A tie-up would give Alitalia a financial life-line, as it is expected to run out of money by August.

Cash-rich Etihad will invest 1.25 billion euros over the next four years according to Italy’s Transport Minister Maurizio Lupi. For that it will get a 49 percent stake in one of Europe’s most troubled airlines and access to the region’s fourth-largest travel market.

Alitalia carried nearly 24 million passengers in 2013 – twice as many as Etihad – but the Italian company lost an estimated 175 million euros, while its soon-to-be partner made more than 45 million euros profit.

The two carriers have been in talks since December, but a deal has been elusive.

The sticking point has been Italy’s reluctance to accept Etihad’s conditions, which include over 2,200 job cuts and a restructuring of Alitalia’s debt.

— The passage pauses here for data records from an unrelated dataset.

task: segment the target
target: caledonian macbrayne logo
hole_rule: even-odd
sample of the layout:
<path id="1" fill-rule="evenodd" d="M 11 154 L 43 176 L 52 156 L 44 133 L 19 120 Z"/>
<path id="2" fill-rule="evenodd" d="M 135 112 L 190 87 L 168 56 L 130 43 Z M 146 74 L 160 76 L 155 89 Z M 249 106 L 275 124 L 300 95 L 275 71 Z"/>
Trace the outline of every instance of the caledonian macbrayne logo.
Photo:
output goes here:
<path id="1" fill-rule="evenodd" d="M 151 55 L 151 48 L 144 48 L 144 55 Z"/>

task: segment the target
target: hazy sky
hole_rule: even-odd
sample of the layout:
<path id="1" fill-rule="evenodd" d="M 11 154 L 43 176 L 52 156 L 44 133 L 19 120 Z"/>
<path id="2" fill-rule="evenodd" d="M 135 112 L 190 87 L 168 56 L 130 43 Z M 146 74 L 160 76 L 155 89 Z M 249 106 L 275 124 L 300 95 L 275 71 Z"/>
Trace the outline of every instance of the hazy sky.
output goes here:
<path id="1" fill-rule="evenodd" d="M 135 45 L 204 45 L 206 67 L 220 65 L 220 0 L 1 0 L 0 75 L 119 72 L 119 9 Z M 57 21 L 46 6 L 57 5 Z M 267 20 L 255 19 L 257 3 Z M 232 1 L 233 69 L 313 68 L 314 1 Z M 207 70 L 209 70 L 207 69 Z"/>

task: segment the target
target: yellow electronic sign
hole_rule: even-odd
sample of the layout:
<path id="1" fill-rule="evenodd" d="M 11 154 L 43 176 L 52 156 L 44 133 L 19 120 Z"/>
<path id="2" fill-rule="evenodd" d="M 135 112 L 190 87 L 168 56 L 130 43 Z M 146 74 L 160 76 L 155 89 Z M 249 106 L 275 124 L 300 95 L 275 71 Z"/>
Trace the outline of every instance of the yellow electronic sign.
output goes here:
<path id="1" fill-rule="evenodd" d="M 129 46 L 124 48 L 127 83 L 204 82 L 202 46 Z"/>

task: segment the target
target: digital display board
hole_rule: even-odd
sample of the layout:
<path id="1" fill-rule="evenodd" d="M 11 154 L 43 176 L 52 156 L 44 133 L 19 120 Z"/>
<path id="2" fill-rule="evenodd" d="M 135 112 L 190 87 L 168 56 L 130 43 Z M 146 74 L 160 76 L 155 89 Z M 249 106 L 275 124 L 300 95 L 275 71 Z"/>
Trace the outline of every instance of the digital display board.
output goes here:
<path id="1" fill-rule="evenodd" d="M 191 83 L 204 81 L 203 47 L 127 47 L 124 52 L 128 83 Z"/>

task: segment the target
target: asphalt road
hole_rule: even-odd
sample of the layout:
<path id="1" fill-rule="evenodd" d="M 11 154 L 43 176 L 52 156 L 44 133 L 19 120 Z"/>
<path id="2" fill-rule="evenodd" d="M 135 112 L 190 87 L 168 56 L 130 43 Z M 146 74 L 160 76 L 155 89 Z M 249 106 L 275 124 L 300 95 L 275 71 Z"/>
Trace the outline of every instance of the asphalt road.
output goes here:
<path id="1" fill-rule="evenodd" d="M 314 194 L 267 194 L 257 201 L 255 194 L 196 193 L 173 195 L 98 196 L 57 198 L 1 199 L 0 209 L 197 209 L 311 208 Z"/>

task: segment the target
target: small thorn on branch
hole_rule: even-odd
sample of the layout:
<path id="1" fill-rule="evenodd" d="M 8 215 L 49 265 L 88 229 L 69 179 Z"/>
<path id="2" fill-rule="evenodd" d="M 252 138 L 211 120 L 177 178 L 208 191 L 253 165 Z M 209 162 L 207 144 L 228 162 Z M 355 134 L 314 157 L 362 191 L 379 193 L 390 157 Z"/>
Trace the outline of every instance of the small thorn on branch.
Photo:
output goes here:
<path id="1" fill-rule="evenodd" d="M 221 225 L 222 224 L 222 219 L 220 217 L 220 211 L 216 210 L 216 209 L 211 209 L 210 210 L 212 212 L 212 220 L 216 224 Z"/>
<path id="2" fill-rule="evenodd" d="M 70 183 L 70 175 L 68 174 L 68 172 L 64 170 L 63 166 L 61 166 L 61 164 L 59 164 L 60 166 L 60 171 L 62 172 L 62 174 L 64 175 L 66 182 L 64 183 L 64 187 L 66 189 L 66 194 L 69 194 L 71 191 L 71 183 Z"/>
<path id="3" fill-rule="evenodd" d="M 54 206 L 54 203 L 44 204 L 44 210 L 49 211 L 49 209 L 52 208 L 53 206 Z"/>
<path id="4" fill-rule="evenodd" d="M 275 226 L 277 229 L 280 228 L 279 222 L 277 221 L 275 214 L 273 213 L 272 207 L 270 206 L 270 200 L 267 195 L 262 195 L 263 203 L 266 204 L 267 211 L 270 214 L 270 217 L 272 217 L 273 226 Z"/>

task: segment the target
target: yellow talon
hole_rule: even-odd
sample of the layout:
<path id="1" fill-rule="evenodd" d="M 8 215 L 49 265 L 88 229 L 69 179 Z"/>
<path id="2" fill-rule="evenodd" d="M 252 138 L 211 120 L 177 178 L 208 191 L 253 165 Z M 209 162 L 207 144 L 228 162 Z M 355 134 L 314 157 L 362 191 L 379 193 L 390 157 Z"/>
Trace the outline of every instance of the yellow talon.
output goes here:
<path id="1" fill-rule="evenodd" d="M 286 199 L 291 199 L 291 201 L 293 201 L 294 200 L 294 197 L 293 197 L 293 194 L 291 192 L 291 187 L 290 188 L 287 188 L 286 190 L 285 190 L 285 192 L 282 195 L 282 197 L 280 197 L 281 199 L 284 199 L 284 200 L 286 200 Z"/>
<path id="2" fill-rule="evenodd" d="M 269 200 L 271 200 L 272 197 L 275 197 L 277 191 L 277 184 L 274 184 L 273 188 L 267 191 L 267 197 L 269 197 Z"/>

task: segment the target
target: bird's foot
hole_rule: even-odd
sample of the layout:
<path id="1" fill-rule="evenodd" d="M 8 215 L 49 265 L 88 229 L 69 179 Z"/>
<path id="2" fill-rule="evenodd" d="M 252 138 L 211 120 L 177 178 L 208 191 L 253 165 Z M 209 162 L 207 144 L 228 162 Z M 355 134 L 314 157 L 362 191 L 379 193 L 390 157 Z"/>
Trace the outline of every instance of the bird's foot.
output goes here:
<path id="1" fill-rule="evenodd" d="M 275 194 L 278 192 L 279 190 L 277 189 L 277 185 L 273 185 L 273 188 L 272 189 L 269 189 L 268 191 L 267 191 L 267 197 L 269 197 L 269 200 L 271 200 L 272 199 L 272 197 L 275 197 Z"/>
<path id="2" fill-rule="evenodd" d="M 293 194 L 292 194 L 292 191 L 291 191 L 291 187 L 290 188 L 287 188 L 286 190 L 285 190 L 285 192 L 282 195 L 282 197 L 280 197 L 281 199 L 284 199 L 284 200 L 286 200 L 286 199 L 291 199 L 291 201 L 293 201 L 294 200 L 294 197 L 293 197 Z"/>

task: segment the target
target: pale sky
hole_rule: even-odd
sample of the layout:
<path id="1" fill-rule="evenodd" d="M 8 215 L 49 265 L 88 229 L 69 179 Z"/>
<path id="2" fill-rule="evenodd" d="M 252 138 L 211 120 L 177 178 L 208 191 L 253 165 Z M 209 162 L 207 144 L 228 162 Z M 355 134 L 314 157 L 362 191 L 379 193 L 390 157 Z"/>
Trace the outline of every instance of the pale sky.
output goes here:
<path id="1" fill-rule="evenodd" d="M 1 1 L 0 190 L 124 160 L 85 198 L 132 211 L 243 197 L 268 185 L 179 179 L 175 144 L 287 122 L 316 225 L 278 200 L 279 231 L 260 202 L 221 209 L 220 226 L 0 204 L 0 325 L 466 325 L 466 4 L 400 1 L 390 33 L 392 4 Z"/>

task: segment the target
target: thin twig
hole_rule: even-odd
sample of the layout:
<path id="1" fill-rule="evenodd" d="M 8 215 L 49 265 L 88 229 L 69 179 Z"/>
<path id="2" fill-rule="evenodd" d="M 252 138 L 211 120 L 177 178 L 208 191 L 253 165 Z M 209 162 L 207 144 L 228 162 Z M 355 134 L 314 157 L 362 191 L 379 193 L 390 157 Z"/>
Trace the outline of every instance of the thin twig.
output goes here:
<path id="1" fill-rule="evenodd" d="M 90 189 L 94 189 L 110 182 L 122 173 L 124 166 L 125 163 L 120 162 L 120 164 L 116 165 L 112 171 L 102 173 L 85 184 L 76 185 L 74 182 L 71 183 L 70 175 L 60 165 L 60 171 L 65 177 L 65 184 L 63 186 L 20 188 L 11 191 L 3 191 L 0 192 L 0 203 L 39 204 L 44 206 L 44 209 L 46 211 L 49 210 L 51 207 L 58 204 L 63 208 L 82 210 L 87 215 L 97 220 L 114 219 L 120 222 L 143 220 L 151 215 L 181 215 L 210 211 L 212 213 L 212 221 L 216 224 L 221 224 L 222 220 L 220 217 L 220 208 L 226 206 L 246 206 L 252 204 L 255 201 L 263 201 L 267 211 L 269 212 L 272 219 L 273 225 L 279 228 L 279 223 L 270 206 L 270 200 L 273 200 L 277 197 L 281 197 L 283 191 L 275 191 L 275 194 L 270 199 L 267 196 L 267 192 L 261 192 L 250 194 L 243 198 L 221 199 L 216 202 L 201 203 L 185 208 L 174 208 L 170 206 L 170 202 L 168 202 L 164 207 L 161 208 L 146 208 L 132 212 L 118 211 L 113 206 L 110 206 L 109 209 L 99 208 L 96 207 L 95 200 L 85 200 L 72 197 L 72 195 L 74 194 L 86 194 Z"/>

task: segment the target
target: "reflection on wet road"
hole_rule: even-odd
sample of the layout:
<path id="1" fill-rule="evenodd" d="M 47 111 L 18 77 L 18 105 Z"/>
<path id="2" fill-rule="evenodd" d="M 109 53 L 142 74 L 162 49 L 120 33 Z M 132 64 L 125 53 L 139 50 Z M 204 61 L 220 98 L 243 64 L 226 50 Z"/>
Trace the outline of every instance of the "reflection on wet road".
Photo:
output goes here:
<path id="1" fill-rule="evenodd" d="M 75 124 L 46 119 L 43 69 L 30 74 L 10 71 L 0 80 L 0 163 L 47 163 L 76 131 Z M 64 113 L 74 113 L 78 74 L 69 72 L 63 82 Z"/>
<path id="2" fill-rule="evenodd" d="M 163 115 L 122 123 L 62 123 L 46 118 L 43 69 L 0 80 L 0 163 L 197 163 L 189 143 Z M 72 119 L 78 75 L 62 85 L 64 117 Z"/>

But Italy’s government – which considers the airline a strategic national asset – and the trade unions now have little choice but to accept Etihad’s terms because no one else is prepared to take on an airline that has rarely turned a profit in its 68-year history, having to be repeatedly bailed out.

Debt deal

Transport Minister Maurizio Lupi said on Wednesday that the two airlines had met with Alitalia’s creditors, which include Italy’s two largest banks Intesa Sanpaolo and UniCredit, on Tuesday, adding that “decisive steps forward” had been made.

“It’s increasingly clear that this marriage should happen because it’s obvious to all that we are dealing with a strong industrial investment that will offer our airline concrete growth prospects,” the minister said in a statement. “I’m confident that this operation will come to a good end.”

He added that a meeting with unions and the labour minister would happen soon to discuss the question of layoffs.

Intesa Sanpaolo, which is a key Alitalia shareholder as well as a creditor, is convinced a deal on debt restructuring will be reached, hopefully by the end of July, the chairman of the bank’s management board Gianmaria Gros Pietro said on Tuesday.

Gros Pietro said July 31 was the date set by Etihad to conclude the deal.

Options under discussion include the banks writing off one third of the debt and converting the remainder into shares in Alitalia.

Etihad – which has utilised its strategic global location and government support to draw passengers away from traditional hubs in Europe and Asia to the Middle East – already has strategic stakes in Germany’s Air Berlin and Ireland’s Aer Lingus.